Right. The transmitter is a fully integrated unit called 603A; the internal chip itself is called NS731 (not NS73, because it supports RDS).
That is correct, it’s an Alps integrated module. I “know someone” who did the firmware dev on this ol’ baby, fun times.
It should be noted that probably 80% of the original firmware in the mega32 went to handle the SonyEricson mobile phone UI/menus and notifications. These were AT-commands sent over a half-duplex, 1-pin UART (shared rx/tx) link, with some custom SW transfer protocol layer. Quite messy, thanks to numerous issues in various phone models that needed a great deal of different workarounds.
Scrapping all that, there’s great headroom in the AVR for more efficient firmware :-).
As someone else noted, all ISP-pins are available on test points.

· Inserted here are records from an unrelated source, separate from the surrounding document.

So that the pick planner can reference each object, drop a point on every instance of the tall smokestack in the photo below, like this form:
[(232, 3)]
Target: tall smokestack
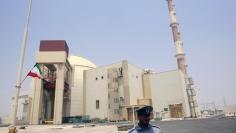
[(180, 55)]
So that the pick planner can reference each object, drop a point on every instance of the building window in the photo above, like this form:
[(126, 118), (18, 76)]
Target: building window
[(165, 109), (116, 100), (97, 104)]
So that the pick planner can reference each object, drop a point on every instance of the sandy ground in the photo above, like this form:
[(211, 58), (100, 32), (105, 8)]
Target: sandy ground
[(65, 129)]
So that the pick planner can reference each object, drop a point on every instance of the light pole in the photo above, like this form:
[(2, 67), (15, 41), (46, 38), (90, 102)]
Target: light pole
[(21, 63), (133, 116)]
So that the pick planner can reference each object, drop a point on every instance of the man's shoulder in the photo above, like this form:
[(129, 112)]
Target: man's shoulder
[(132, 130), (153, 126), (156, 129)]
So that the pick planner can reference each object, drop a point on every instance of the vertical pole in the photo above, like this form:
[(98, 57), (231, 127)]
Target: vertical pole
[(133, 116), (21, 63)]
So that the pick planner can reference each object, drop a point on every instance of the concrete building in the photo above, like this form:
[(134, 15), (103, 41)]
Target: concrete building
[(169, 94), (73, 86), (79, 65), (230, 111), (52, 95), (23, 110), (112, 91)]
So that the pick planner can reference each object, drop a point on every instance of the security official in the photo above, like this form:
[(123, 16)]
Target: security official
[(143, 126)]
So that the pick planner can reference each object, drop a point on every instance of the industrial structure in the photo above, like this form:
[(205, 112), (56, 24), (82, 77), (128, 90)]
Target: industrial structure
[(73, 86), (51, 96), (180, 55)]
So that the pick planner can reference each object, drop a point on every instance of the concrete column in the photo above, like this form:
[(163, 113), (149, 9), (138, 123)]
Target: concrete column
[(58, 104), (49, 109), (36, 102)]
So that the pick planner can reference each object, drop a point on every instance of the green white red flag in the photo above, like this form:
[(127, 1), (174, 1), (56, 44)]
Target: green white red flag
[(36, 72)]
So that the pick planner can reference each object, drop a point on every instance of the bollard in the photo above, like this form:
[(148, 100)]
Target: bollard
[(12, 130)]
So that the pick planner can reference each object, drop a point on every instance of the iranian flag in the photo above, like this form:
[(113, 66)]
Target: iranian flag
[(35, 72)]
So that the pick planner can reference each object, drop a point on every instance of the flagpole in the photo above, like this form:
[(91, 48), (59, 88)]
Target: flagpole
[(20, 69)]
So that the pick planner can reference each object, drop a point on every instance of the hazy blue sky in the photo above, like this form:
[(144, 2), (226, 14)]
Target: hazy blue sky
[(107, 31)]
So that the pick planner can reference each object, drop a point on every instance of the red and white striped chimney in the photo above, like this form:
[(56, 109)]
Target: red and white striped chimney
[(180, 55)]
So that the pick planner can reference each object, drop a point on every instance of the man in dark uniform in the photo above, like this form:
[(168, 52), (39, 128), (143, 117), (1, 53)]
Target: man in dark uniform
[(144, 116)]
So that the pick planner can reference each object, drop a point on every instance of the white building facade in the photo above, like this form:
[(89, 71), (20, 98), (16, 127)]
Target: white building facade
[(111, 91), (169, 95)]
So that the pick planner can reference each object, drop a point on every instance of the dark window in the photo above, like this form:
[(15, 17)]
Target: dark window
[(97, 104), (165, 109)]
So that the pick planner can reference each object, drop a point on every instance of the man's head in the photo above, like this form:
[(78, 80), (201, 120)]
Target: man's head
[(144, 115)]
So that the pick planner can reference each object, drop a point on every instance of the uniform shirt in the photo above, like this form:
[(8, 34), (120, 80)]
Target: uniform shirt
[(149, 129)]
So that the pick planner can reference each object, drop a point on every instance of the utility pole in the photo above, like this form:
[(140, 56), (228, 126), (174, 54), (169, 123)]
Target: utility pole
[(20, 68)]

Wow, flashbacks to all the model specific hoops we had to jump through to make a accessory work with all the phones!
Great. I’ve been thinking about the wire fm hack but thanks to this I bought some of these of tradera.se (ebay’s swedish site) for little more than $1 each.
i remember seeing a full post about this one sometime last year but all google threw up was this http://hackaday.com/2013/12/07/super-simple-fm-transmitter/#comment-1126015. weird…
edit: sorry, my bad; it was probably on heise news, they did a detailed rundown of the fmberry; probably got it from them.
https://hackaday.io/project/3183-avr-car-temp-sensor-over-rds
great idea! i have the equivalent vga cam. i am looking for it!
Get em quick all, the prices are already rising :P
I just got 3 from England with shipping for 17.84
Prices are rising? Where? On eBay Germany they can be had for EUR 1.22 _including_ shipping (to Germany, that is).
Recycling the Raspberry Pi to create a FM radio transmitter with soldering and software installation you can build your own FM radio transmitter for online streamed audio through any fm radio, but how do you pair them without Bluetooth?